For some people, posting a new list of goals on the refrigerator really works.  But for others - like me - posting the list is yet another way of fooling ourselves into believing we've solved the problem before we take the first real step! The newest list soon gets lost among the others.
So, in a comment below, please describe one or two of your favorites that REALLY work for you. Something beyond a refrigerator list.  Something you've gotten from Hallowell's book CrazyBusy: overstretched, overbooked, and about to snap! : strategies for handling your fast-paced life or brief interview of Hallowell about Crazy Busy, elsewhere.   
For a good prompt, see "Identify and control the sources of gemmelsmerch in your environment.  Gemmelsmerch, the force that distracts a person from what he or she wants or ought to be doing, is as pervasive and powerful as gravity."  This is Item #6,  which includes over 20 suggestions, in Hallowell's Chapter 28  "Ten Key Principles to Managing Modern Life."  
Here's another example excerpted from Hallowell's blog "Tips for the Crazy Busy":

excerpt copied Oct 21, 2010:
 "...put...  computer on a table behind her.  Now, in order to do email, she has to swivel around in her chair.  This means that she much [sic] make a conscious decision to do so, instead of just mindlessly clicking on her email."
Thanks,
Steve

20101020

You don't have time for this! Or anything else! ...but...

As long as you're here, please add your own examples of how the "overload" is affecting your life. ... and which kinds of overload?
Please add your comments to this posting or the next ones below. If you're in a hurry or don't want to create a Blogger account, you can leave your comment as "anonymous" -- and insert your name, email or whatever within your comment.. or not! To add your comment, click on the word "comments" which appears in small font just below each posting/entry and below each comment.
VARIETY OF OVERLOADS:
-Message Overload (How many kinds of messages do you check daily? hourly?)
-Information Overload
-Options Overload (Too many attractive, viable choices!)
-Expectations Overload (Gilbert's Law: "Expectations grow faster than resources.")
-"I can't keep up with my _______" Overload (You fill in the blank)
...More.... ????

20101012

An Indicator that Overload is an issue - from Wikipedia

Overload may refer to:

20070404

Symptoms of Overload

"I have to take a day off and stay home tomorrow. I really need to get some work done."

20060425

3 Helpful Steps

Mark Milliron describes several important sources of our "Overload" and suggests 3 useful, practical steps:
1. Turn off the automatic download function in your e-mail program.
2. Choose the least distracting notifications (if any at all)— for your hand-held multi-function cell phone + device
3. If you bring your laptop to a meeting, decide in advance HOW and WHY you will use it and don't let yourself be distracted into using it for other purposes.

See: "Pavlovian Problems" at http://catalyticconversations.blogspot.com/

20051101

"Surrounded by pigeons?" - Indicators, Dashboards for THE OVERLOAD

[Suggested by Rebecca Kurtz, the TLT Group, 11-1-2005]
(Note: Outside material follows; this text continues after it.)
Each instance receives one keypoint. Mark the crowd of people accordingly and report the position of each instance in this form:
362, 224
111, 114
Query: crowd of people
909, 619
Imagine a sequence of pictures as described below. Pick the one that best reflects your current situation or state of mind. This is your personal Overload Indicator.
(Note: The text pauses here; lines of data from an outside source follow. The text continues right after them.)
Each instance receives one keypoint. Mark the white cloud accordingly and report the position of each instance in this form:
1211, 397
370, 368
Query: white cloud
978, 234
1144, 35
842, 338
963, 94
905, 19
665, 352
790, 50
Would it be a good idea for each of us to display our own symbol so that others would know how we were coping with the Overload?
How often should we update these displays? Weekly? Hourly? Continuously?
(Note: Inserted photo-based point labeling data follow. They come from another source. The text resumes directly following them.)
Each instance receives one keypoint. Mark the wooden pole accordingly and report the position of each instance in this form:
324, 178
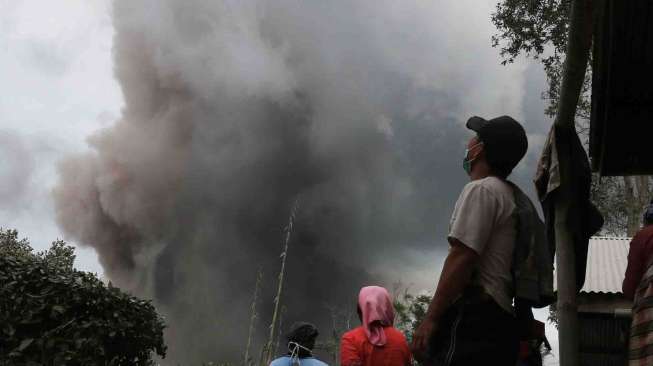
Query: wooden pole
578, 45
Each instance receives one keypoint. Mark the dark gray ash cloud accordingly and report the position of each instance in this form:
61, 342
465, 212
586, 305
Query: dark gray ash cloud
234, 109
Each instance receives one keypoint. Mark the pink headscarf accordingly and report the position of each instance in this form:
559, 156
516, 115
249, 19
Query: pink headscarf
377, 312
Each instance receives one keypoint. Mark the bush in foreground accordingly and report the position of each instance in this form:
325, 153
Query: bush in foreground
52, 314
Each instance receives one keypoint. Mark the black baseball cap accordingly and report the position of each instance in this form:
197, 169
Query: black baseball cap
504, 141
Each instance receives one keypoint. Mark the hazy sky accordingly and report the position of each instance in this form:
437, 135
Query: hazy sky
57, 88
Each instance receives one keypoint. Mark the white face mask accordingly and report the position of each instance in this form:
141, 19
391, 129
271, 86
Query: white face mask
467, 163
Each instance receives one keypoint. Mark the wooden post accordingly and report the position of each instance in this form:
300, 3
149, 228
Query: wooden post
578, 45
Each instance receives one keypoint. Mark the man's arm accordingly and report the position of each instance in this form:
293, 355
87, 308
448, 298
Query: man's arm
455, 276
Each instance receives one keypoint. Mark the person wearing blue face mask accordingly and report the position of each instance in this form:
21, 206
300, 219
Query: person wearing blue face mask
471, 319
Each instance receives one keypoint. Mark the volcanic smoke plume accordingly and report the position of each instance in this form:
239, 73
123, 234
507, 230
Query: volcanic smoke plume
235, 109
OVERLOAD INDICATORS - CHOOSE ONE

- Busily, happily, walking down the street; cheerfully and confidently taking a break out-of-doors; probably on the way to get back to work at a job you love, where you are making frequent, much-appreciated contributions ...

- Busily walking by a tall building - not noticing others standing on window ledges high above, others climbing out of windows onto the ledges, ...

- Standing on the ground, looking up at a tall building, perhaps about to enter the main door ...

- Standing in a room near the top floor of a tall building ...

- Standing in a room, next to the window, poised to climb out the window and onto the ledge ...

- Standing on a window ledge, surrounded by pigeons, near the top of a tall building ...

- Someone talking you down, back from the ledge ...

- Leaping off that ledge ...

- Falling past several floors "So far so good!" - but looking for a parachute ...

- Splat [Can you call for a "do over"!?]

20050403

Solutions? Useful advice? Resources?

[When I get a little more time - heh, heh - I'll add a link here to another blog where we can collect solutions - or, at least, helpful advice!]